The Storm were led by Breanna Stewart who recorded thirty seven points and fifteen rebounds. Jewell Loyd also contributed 28 points. Sue Bird set a WNBA Finals single game record for assists in a game with sixteen. The Storm's bench contributed fifteen total points. The Aces were led by Angel McCoughtry with twenty points. A'ja Wilson added nineteen and three other players scored in double digits. The Aces' bench scored sixteen points.

===Game 2===

Game two started with the Storm winning the first quarter by seven points. The Aces made a small comeback and won the second quarter by one point. Therefore, the Storm took a lead of six points into half time. The Storm won the third quarter by a point and the fourth quarter by six points to win the game by thirteen points overall. The Storm won the first two games by the same thirteen point margin to take a 2–0 lead in the series.

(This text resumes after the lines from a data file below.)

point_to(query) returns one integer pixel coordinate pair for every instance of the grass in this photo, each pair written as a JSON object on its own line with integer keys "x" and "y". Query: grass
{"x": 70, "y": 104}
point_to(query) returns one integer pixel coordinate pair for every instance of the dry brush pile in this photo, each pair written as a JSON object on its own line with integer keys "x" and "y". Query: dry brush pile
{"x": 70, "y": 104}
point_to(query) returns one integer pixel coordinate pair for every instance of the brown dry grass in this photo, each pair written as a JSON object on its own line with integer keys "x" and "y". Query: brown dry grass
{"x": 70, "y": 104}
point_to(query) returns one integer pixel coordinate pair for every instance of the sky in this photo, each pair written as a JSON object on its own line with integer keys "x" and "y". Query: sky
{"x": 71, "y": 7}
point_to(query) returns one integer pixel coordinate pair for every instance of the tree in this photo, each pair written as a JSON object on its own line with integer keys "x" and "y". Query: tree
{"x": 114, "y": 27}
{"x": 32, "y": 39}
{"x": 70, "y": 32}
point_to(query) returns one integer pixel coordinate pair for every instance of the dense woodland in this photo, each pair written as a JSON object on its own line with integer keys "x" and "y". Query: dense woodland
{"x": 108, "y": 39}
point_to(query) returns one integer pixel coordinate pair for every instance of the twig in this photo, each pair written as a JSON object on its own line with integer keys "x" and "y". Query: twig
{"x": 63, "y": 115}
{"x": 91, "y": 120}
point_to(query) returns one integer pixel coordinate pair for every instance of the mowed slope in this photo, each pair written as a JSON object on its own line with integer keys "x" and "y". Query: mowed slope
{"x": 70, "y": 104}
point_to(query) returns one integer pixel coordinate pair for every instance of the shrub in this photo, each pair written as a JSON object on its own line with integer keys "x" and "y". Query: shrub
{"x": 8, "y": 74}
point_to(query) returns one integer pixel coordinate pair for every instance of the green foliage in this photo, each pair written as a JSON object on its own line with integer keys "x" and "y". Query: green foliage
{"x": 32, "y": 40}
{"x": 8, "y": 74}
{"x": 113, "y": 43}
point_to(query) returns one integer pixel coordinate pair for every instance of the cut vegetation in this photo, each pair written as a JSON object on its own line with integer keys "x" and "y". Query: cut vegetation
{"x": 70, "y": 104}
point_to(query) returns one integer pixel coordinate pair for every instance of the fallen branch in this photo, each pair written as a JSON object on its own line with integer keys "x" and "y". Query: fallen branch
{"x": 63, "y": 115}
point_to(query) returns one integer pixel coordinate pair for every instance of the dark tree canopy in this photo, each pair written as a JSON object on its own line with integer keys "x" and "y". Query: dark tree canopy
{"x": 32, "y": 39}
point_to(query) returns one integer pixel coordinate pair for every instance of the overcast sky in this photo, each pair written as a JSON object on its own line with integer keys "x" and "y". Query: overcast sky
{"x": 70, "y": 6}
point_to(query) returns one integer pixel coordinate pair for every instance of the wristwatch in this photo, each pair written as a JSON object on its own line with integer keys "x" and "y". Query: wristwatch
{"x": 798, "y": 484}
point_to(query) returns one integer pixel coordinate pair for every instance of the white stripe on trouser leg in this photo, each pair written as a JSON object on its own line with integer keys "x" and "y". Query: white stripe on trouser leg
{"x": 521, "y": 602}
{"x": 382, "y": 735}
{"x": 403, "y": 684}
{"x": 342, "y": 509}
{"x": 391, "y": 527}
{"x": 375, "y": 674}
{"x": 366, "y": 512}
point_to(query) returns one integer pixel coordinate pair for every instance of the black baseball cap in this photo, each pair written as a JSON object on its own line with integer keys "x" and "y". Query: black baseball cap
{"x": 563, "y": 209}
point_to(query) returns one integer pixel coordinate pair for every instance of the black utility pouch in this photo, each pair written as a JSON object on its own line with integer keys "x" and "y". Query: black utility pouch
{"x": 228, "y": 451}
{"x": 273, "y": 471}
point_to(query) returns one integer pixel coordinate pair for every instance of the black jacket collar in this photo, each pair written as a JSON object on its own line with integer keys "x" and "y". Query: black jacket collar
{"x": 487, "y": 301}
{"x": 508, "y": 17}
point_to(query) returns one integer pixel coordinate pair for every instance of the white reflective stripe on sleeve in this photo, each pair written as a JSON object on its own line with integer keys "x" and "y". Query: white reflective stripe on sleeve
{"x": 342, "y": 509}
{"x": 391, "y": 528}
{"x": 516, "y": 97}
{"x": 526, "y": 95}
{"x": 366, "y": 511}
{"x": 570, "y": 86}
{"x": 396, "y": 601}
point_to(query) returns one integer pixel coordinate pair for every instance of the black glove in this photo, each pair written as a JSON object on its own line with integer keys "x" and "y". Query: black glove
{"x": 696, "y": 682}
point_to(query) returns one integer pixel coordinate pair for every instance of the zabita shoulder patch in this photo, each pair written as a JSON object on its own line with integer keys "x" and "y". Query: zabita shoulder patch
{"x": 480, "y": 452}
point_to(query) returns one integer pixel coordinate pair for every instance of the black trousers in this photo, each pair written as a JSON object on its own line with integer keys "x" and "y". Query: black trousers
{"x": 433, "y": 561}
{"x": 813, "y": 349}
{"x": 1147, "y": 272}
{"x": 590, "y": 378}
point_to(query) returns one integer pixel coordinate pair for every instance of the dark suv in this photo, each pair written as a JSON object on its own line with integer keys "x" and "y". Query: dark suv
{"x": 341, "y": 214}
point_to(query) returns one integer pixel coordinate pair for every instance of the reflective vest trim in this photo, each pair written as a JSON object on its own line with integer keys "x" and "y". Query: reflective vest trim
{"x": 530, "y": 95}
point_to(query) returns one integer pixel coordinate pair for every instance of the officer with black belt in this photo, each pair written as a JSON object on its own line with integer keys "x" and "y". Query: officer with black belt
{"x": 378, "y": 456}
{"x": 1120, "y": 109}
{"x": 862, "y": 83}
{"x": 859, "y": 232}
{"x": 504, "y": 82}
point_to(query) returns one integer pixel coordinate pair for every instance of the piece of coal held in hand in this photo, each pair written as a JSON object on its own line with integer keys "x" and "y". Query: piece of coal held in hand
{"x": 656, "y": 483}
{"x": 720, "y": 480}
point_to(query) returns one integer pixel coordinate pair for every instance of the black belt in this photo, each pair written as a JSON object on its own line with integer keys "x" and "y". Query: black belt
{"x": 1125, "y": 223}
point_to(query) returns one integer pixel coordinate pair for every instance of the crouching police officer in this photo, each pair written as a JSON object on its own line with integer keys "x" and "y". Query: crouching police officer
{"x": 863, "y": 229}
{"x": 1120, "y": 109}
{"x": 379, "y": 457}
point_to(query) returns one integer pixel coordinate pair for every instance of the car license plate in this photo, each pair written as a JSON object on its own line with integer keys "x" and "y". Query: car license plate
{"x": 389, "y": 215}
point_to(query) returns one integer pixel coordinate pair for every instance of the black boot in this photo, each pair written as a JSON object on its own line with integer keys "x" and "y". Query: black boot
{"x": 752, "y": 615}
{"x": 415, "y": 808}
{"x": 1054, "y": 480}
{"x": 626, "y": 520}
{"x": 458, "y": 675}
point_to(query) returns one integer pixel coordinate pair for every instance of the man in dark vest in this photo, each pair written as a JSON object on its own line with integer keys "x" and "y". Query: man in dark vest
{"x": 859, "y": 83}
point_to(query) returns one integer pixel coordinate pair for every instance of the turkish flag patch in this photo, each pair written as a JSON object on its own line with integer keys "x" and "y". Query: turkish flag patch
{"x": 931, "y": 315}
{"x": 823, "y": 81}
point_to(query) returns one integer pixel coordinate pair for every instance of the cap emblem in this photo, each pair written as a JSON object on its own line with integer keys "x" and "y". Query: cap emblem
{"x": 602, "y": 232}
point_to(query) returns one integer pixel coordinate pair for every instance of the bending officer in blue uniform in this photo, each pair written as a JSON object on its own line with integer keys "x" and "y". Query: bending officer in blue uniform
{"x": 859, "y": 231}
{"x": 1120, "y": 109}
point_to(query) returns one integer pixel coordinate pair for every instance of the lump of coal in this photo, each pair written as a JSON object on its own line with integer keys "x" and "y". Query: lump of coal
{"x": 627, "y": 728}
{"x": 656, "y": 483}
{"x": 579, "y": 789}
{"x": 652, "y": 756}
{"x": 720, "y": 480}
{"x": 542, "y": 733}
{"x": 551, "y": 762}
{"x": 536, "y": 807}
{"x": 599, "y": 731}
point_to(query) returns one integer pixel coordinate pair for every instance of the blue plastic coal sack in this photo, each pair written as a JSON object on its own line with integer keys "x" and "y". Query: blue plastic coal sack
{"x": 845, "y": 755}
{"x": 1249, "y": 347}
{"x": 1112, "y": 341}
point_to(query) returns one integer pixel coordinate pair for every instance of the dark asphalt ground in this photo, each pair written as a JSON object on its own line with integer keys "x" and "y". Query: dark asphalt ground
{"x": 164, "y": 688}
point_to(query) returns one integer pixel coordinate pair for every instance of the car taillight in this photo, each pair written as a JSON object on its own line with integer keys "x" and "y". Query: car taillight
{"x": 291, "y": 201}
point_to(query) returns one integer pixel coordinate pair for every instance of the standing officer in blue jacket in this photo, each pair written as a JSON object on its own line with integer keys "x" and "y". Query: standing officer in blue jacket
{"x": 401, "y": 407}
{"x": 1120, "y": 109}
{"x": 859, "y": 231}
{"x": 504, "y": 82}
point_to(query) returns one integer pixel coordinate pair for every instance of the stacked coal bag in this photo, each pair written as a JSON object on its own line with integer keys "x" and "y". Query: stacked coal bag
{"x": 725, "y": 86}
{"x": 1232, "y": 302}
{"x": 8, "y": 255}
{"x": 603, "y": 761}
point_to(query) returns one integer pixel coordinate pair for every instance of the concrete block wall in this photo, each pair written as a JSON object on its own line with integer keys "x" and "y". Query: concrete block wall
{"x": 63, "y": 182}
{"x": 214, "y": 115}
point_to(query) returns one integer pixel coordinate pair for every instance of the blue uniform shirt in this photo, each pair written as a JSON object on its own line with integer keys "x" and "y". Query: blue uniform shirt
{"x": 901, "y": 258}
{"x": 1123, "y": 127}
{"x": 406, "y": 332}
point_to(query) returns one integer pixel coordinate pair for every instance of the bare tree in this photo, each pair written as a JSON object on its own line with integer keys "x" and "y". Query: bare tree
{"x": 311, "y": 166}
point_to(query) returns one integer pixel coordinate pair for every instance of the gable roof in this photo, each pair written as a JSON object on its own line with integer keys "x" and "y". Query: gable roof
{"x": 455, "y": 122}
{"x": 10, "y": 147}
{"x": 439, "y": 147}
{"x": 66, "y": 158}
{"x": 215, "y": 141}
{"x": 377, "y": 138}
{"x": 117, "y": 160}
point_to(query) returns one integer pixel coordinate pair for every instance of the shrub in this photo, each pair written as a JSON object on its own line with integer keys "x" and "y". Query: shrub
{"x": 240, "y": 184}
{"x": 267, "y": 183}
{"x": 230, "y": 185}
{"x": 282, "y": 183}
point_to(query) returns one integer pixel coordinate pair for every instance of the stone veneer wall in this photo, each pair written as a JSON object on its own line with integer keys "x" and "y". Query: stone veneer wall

Five Storm players scored in double digits, including three who scored at least twenty points. Breanna Stewart was the leading scorer with twenty-two points, and she was closely followed by Alysha Clark and Natasha Howard, who both scored twenty-one. Jordin Canada also added ten from the bench. Sue Bird recorded back-to-back double digit assist games, with sixteen in Game one and ten in this game. The Aces had four total players score in double digits. They were led by A'ja Wilson with twenty and both Angel McCoughtry and Emma Cannon scored seventeen.

===Game 3===
Similar to the first two games, game three started off close, with Seattle clinging to a 23-21 lead at the end of the first quarter. However, the Storm dominated the rest of the way, outscoring the Aces 69-38 through the remaining 30 minutes. The 33 point margin of victory was by far the most lopsided of the series after Seattle had won the first two games by 13 points each.

WNBA Finals MVP Breanna Stewart fittingly lead the Storm in points once again with 26. Jewell Loyd added 19 points and a team-high 9 rebounds while Jordin Canada managed 15 points off the bench. Alysha Clark and Natasha Howard each pulled down seven rebounds and combined for 15 points. Sue Bird added seven assists on the way to her fourth WNBA title, all with the Storm. A'ja Wilson led the Aces in scoring and passing with 18 points and four assists. Jackie Young added 11 points for Las Vegas while Carolyn Swords led the Aces in rebounds with 10.